Ram: Hi, Mike. The kundalini metaphor is an artistic and mystical description of the spiritual journey, the “movement” of the subtle body (the mind/intellect/ego) back to its source, the self.
As one proceeds on the spiritual path the mind becomes increasingly subtle, still, clear and pure, i.e. sattvic. In this condition the mind is turned inward and is facing the self instead of being turned outward facing the world as it is when it is under the influence of rajas and tamas. When it is in this meditative state the self is often experienced according to subtle memory traces (vasanas) in it that best represent its vision of the self.
Blue is a common symbol of limitlessness. The ocean and the sky, which are relatively limitless phenomena, suggest infinity. I have a good friend who is a very advanced yogini and who has epiphanies in which blue in various forms consistently appears. In my own meditations and dreams, the self often uses some shade of blue to talk about itself. Krishna, who is a personification of the self, is represented by the color blue, the “Blue Boy of Brindavan.” So when the color blue dominates a psychic experience, particularly if the blue is vibrant and energetic and otherworldly, it can be taken as a symbol of the self.
A pearl is an obvious self symbol. First, pearls are treasured for their milky luminescence. Both white and light are common self symbols. White is appropriate because it is the absence of color, just as the self is the absence of attributes. And light is an obvious symbol of self-knowledge. Without physical light nothing can be seen/known. Without self-knowledge, you live in “the dark,” i.e. spiritual ignorance. Pearls are also known for their beauty. What is more beautiful than the self? And they are valuable. What is more valuable than the self?
Seeds are also very common self symbols. A seed is the ultimate cause of something, just as the self is the ultimate cause of the whole universe. It contains within it the idea of infinite possibility and potentiality. It also symbolizes non-linear time, a common self symbol.

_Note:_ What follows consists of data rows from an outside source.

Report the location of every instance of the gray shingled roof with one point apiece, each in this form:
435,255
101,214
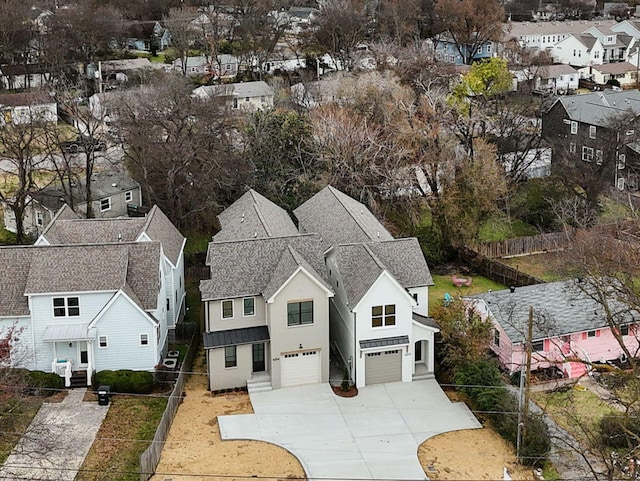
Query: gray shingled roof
559,309
103,184
599,108
339,219
160,228
234,337
384,341
259,266
132,267
361,264
69,231
251,216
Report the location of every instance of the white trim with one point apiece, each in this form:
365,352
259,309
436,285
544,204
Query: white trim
222,316
373,284
254,306
313,279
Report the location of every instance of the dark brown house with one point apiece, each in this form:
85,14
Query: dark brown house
596,135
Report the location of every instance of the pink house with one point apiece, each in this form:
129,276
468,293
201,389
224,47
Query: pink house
569,328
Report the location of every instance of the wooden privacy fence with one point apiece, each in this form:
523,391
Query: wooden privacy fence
497,271
536,244
151,457
555,241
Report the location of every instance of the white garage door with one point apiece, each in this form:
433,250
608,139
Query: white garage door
384,366
300,368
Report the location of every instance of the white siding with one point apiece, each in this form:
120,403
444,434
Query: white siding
42,316
286,339
123,323
383,292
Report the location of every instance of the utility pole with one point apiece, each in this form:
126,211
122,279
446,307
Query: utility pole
525,383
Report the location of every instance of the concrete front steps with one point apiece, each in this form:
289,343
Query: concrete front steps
259,382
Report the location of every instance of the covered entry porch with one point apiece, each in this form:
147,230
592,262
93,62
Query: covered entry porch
72,346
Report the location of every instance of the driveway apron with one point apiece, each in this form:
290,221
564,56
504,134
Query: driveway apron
374,435
56,441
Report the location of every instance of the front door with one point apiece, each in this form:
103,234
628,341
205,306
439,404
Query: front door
258,357
83,354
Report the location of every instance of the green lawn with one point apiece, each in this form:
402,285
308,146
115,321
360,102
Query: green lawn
125,434
443,284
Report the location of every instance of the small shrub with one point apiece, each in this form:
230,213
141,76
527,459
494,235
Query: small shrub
44,383
345,381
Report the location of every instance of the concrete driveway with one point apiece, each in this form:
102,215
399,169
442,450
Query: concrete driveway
57,440
374,435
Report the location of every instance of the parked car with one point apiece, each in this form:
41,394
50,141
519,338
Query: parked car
88,144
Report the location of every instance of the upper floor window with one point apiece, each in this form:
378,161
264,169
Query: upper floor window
66,306
299,313
105,204
383,315
230,358
248,306
227,309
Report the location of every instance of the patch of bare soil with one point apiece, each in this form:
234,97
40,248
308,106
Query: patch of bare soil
194,446
470,454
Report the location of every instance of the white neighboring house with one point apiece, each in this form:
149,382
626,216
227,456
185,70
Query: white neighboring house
623,72
67,228
113,192
245,96
87,298
579,51
379,315
557,78
22,108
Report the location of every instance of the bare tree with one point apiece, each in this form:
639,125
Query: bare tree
181,150
338,29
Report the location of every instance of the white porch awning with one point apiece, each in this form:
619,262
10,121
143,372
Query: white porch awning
68,332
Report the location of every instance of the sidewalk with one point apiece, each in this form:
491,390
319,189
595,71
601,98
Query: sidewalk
57,440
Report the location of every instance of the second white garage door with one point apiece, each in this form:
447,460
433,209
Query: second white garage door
384,366
300,368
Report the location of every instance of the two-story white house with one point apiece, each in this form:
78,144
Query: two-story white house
67,228
379,315
267,301
79,309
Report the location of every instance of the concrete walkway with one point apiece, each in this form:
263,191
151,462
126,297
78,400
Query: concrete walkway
374,435
57,440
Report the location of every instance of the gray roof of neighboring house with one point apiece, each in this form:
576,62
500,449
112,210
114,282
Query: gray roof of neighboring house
554,71
260,266
131,267
361,264
234,337
560,308
339,219
587,40
103,184
253,216
599,108
550,28
156,225
242,89
614,68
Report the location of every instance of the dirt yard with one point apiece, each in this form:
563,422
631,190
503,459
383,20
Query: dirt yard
194,447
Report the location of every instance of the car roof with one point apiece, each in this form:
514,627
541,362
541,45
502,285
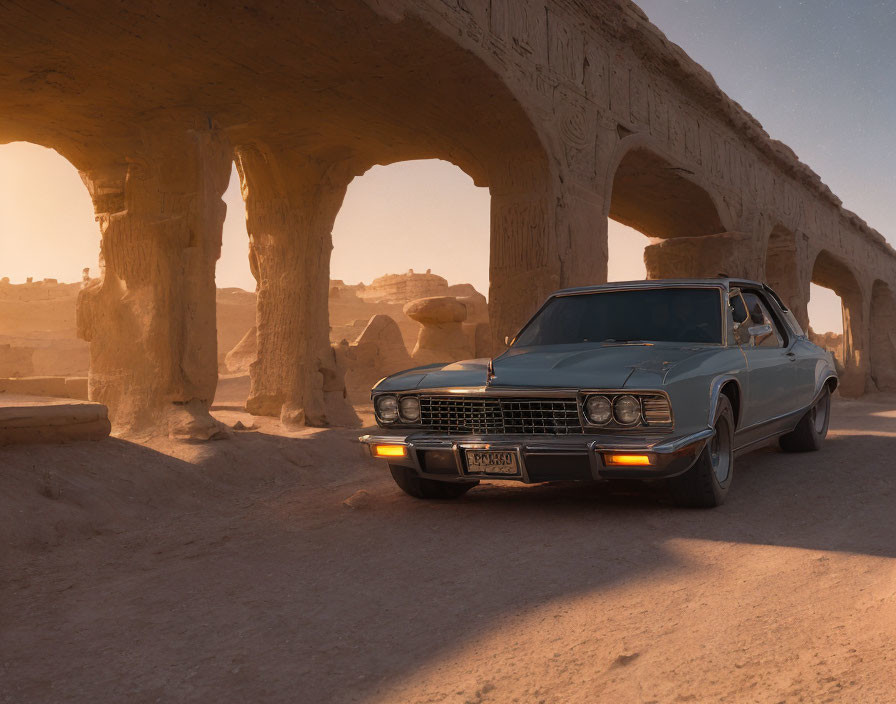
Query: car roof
716,282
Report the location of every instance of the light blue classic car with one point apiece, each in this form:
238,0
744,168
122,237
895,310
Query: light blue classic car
650,380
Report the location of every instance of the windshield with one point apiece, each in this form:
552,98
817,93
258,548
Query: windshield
655,315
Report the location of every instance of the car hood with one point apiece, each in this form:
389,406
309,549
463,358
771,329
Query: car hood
587,365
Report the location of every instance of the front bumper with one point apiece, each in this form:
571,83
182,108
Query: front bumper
541,459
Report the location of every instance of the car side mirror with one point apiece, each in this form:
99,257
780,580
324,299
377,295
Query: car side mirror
758,331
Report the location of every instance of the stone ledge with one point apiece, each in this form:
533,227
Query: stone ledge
37,419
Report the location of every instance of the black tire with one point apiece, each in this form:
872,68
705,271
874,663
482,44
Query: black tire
812,429
420,488
701,486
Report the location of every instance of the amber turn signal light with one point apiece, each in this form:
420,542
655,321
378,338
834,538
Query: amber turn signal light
389,451
625,460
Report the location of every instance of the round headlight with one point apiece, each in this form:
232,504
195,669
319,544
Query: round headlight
627,410
387,409
598,410
410,409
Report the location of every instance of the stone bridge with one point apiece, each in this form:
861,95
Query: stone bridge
569,111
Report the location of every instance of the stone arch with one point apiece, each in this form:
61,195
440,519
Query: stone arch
674,206
55,271
295,173
883,336
782,271
829,271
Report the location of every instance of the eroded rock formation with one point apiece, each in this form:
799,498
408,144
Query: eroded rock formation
569,112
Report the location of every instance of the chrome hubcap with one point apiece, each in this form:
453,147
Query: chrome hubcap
820,415
720,451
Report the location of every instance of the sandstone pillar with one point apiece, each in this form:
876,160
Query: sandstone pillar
291,203
150,318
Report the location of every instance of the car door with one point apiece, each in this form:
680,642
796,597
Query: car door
770,367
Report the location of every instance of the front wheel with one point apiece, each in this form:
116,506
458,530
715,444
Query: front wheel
421,488
706,483
812,428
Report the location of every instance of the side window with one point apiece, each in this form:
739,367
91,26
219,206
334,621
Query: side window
740,317
759,315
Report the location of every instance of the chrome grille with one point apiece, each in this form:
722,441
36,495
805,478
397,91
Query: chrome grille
656,410
499,415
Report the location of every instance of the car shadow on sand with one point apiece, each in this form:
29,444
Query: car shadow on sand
279,603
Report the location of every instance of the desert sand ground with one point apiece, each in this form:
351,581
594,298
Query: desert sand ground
235,571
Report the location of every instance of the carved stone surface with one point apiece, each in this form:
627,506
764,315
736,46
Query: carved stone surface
568,111
442,337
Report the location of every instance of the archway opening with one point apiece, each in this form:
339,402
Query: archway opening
844,342
49,245
407,231
235,303
883,337
659,215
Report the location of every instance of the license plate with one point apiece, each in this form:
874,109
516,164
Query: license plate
492,462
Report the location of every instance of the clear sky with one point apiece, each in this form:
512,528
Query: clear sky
819,75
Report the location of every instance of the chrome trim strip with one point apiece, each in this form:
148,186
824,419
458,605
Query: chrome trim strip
578,394
528,444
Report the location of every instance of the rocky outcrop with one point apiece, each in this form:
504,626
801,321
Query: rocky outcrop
377,352
16,361
401,288
442,337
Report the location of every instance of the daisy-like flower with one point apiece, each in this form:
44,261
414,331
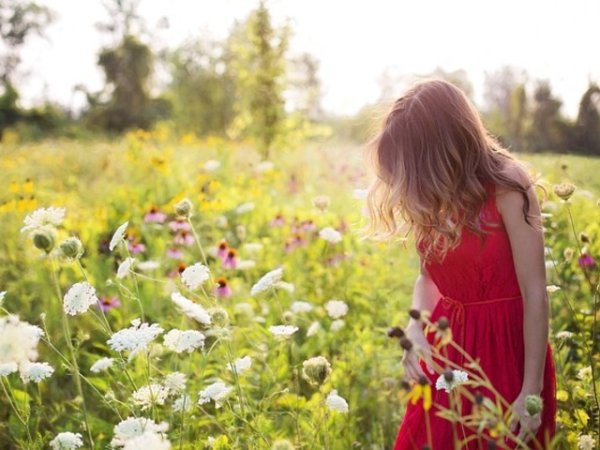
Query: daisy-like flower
44,217
66,441
300,306
194,275
283,331
267,281
182,403
336,308
184,341
335,402
18,343
125,267
101,365
151,394
133,427
191,309
175,382
240,364
79,298
449,380
330,235
36,372
135,338
217,391
118,236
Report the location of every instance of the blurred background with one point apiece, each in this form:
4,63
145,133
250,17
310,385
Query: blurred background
276,71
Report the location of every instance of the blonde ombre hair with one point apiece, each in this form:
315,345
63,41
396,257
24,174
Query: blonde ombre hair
432,158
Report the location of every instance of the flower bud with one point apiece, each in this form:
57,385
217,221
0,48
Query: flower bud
533,404
316,370
183,208
71,248
564,190
44,239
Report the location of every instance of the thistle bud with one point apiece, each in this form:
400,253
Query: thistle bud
183,208
71,248
44,239
564,190
316,370
533,404
415,314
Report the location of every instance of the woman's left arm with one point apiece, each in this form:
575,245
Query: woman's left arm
527,244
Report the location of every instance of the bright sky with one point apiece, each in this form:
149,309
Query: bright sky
355,41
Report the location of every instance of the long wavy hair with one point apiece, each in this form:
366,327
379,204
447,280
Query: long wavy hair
432,159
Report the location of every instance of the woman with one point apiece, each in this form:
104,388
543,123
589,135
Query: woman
476,221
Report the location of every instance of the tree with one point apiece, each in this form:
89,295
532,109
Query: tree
587,125
259,59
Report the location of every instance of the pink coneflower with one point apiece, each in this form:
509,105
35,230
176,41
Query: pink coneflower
222,290
277,221
230,259
136,247
108,303
586,260
184,238
179,225
222,249
155,216
178,270
174,253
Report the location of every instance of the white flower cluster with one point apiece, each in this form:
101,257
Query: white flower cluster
194,275
458,377
191,309
267,281
135,338
79,298
184,341
140,432
66,441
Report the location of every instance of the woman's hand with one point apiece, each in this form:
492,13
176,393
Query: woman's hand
421,348
528,425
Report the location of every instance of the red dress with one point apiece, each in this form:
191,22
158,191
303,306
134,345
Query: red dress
482,300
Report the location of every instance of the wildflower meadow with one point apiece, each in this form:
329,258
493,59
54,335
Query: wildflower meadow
163,292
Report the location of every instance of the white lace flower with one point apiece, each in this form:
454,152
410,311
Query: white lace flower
182,403
135,338
43,217
283,331
66,441
301,306
194,275
267,281
336,308
151,394
217,391
175,382
241,364
336,403
36,372
458,377
101,365
184,341
118,236
79,298
18,343
125,267
191,309
133,427
330,235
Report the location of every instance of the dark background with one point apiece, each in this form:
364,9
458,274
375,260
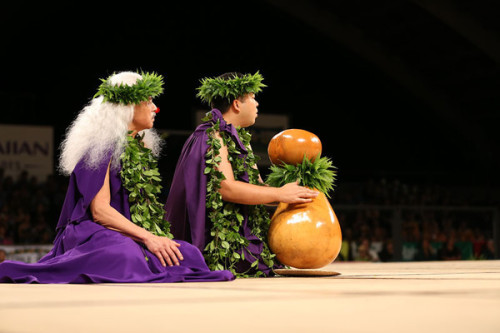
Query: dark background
403,90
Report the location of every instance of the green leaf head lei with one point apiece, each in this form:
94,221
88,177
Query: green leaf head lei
229,87
150,85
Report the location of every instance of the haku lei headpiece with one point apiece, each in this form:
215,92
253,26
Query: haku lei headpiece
151,85
218,87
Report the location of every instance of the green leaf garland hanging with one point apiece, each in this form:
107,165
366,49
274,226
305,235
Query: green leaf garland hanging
141,178
225,248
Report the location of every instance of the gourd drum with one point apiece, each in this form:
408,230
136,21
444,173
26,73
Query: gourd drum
290,146
305,235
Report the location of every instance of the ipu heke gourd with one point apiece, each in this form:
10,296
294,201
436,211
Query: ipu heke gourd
305,235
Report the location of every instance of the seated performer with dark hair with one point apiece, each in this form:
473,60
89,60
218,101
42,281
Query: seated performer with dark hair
112,227
215,201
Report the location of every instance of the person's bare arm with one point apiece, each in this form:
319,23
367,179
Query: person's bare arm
233,190
165,249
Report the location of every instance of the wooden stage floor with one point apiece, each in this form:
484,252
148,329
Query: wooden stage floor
453,296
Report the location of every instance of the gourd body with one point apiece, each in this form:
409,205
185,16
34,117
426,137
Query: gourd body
290,146
305,235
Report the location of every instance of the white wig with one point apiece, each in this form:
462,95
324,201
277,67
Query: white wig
102,127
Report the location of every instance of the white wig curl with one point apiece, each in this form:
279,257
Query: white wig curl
102,127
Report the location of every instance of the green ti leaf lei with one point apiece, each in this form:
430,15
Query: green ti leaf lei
151,85
213,88
319,174
142,180
225,249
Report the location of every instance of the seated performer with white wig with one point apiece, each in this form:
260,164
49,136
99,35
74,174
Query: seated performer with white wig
112,227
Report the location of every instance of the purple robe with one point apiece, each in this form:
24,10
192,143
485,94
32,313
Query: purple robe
186,202
86,252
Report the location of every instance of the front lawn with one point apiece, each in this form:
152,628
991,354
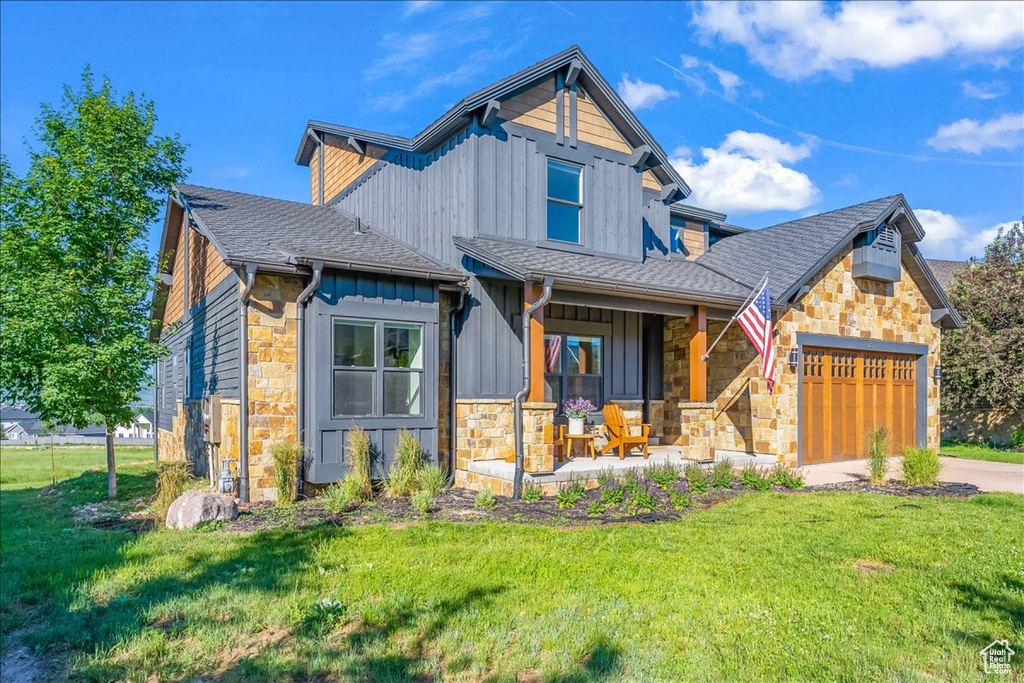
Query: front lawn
972,451
765,586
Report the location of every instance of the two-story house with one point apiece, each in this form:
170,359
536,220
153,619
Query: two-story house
528,246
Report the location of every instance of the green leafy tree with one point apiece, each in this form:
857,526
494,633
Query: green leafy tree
983,364
76,284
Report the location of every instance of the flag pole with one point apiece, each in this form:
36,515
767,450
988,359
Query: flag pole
704,356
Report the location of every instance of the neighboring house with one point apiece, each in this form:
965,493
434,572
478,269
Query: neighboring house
140,427
396,300
982,423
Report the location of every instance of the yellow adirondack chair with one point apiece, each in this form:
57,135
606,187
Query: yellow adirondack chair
619,432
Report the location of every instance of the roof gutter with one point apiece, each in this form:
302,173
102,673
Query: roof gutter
521,394
251,269
300,396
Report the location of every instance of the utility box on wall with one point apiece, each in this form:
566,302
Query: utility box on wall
211,419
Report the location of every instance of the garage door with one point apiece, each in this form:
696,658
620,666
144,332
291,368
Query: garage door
848,393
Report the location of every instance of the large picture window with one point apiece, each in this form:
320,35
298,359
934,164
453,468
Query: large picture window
378,369
573,367
564,201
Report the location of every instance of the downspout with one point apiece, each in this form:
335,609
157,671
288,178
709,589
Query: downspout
521,394
244,383
453,390
300,327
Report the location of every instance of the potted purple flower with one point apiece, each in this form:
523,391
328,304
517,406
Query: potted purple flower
577,411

When it is says the Blue Pearl lies within the sahasrara, what does this mean? Sashasrara means “thousand,” which is a common symbol of the self in Vedic literature and which represents limitlessness, the nature of the self. The word “within” presents a potentially dangerous problem. Why? Because it makes one think that there is something somewhere, a sahasrara, within which is a Blue Pearl. But the word “within” in spiritual literature is not a spatial metaphor nor does it indicate a physical location. It means “within the scope of.” It means that by virtue of awareness, the self, this very subtle psycho-spiritual event is known. So the words “Blue Pearl” and “sahasrara” are just symbolic representations of the self.
“The apex of the sushumna…”: the sushumna represents the spiritual journey from start to finish. It starts in ignorance, the root, and proceeds to sahasrara, the self. In this context “apex” means the end of the spiritual journey. What is the end of the spiritual journey? It is the knowledge that “I am limitless awareness.”
“It contains the vision of the Lord and the whole universe…”: The idea as you express it is backwards. Speaking from an experiential level, the Blue Pearl does not contain the vision of the Lord (the self) and the whole universe. The self contains within its awareness the Blue Pearl. The Blue Pearl is just an inanimate form, a subtle “thingafication” that seems to be conscious because of its association with the self.
It is important to understand that any spiritual experience is only as valuable as one’s ability to understand its meaning, the Blue Pearl included. It is a shame that Baba didn’t make it clear that because he experienced a blue pearl shortly before he awakened that it was only a mystic form that he personally needed to spur him on. Yes, others have experienced the “Blue Pearl” but that only goes to show that such forms exist in the collective unconscious, not that any particular form is required for enlightenment.
It is quite possible to awaken permanently without having one “spiritual” experience. It is the yogis, not the jnanis, that use this kind of potentially confusing language. If you take the words “Blue Pearl” as a symbol of the self then your statement is true. But to avoid the confusion that can happen when you take things literally you would be better off saying, “The vision of the Lord and the whole universe appears in awareness.”
The beauty of Vedanta is that it demystifies the whole spiritual idea. This is important because it is quite possible, nay common, for people to get completely confused by imprecise, unscientific, mystical and symbolical language. If you just want to feel romantic and imagine that you are questing for a great mystery, take up the kundalini metaphor and let your imagination run wild. But if you really want to know what’s up, you need to inquire into these symbols and see if they don’t obscure the self as much as they seem to reveal it.